Migrating our homegrown billing system to Stripe
Over the years, Stripe has become an established name when it comes to online payments. That’s why, they were one of the main contenders we had in mind, here at WeTransfer, when a major overhaul of our billing system was long due. This is a story about how to wear stripes, or more exactly, about how we migrated our entire billing system to Stripe.
The Background
Let’s get back to mid 2018. Our back-in-the-day billing system was pretty basic: it included two plans (monthly and yearly), and supported two currencies (€ for our European users and $ for everyone else). It was baked in-house, integrating an external payment processor and some assorted billing logic, and supported our business for a good number of years already.
However, as WeTransfer became more popular, it was slowly outgrowing this solution, up to the point where it became obvious there was a need for more. That’s why, time came when we gathered everybody that had a say about money around a table and discussed visions, plans and ambitions. It came out that we had to make a choice: radically refactor our current billing system, or build a new one from scratch.
Weighing the Options
Much as tempting was to pick option number two, we stopped, took a deep breath, and started weighing the options. After all, no strategic, long-lasting decision should ever be taken based on gut feeling. We asked ourselves what would make the dream billing system, and assessed the two options in that context.

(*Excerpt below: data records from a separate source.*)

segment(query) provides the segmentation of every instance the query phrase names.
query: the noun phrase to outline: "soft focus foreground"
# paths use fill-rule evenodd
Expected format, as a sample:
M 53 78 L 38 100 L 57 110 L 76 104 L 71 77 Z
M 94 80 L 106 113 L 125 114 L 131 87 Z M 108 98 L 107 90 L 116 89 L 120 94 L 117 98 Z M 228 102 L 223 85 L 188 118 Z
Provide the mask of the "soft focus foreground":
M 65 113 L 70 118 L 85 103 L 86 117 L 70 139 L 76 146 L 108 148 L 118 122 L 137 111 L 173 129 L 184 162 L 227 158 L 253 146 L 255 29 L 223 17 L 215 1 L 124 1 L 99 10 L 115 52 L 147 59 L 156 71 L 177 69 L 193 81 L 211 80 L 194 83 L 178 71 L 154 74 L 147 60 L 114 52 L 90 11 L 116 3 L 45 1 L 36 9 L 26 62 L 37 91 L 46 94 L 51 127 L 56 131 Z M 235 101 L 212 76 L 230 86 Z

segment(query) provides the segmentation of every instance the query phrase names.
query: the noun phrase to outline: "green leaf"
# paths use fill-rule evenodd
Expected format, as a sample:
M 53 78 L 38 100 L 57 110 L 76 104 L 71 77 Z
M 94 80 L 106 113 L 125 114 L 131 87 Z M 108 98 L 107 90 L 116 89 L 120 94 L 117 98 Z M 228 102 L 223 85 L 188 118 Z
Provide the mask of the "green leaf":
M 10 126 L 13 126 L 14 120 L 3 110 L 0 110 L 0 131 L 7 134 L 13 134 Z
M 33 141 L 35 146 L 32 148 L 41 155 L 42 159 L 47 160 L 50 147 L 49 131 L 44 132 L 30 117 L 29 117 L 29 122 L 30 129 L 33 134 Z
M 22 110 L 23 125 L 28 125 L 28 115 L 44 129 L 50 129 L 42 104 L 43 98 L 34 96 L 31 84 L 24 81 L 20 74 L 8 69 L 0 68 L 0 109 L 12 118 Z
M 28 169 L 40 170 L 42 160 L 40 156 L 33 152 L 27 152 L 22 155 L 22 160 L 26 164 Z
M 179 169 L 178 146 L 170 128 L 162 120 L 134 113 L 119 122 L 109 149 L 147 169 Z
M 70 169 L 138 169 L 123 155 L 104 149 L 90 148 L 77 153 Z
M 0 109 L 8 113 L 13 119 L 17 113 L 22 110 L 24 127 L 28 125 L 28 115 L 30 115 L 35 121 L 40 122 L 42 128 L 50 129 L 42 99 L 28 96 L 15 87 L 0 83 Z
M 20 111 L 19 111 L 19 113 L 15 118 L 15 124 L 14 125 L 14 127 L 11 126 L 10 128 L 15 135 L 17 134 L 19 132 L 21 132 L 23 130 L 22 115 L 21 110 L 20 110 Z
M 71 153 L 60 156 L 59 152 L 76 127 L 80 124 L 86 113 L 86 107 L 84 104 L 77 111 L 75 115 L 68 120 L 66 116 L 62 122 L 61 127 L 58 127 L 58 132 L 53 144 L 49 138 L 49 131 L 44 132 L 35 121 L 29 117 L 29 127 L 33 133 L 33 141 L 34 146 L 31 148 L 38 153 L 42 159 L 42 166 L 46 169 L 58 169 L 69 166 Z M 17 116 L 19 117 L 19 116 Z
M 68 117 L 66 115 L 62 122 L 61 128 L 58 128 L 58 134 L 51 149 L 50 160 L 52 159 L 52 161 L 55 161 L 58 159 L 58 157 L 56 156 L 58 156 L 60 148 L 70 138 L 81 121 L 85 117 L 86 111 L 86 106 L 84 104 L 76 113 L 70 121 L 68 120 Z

First and foremost, we wanted our (well, the company’s) revenue to be in safe hands. Handling money is neither a trivial task, nor one that we had expertise in. So, we decided to continue delegating this to a third party, that can provide greater robustness and reliability. Both our old payment processor and Stripe shined at this. 0 - 0, so far.
Then, it came to feature offering and other goodies. At WeTransfer, we needed more flexible plans, support for different currencies and more payment methods. Our home-baked system could have ticked all of these, but we estimated the price of the necessary refactor to be quite high. On the other hand, Stripe offered these out-of-the-box, plus automated billing, integrated fraud detection and other niceties. 1 - 0, for option two.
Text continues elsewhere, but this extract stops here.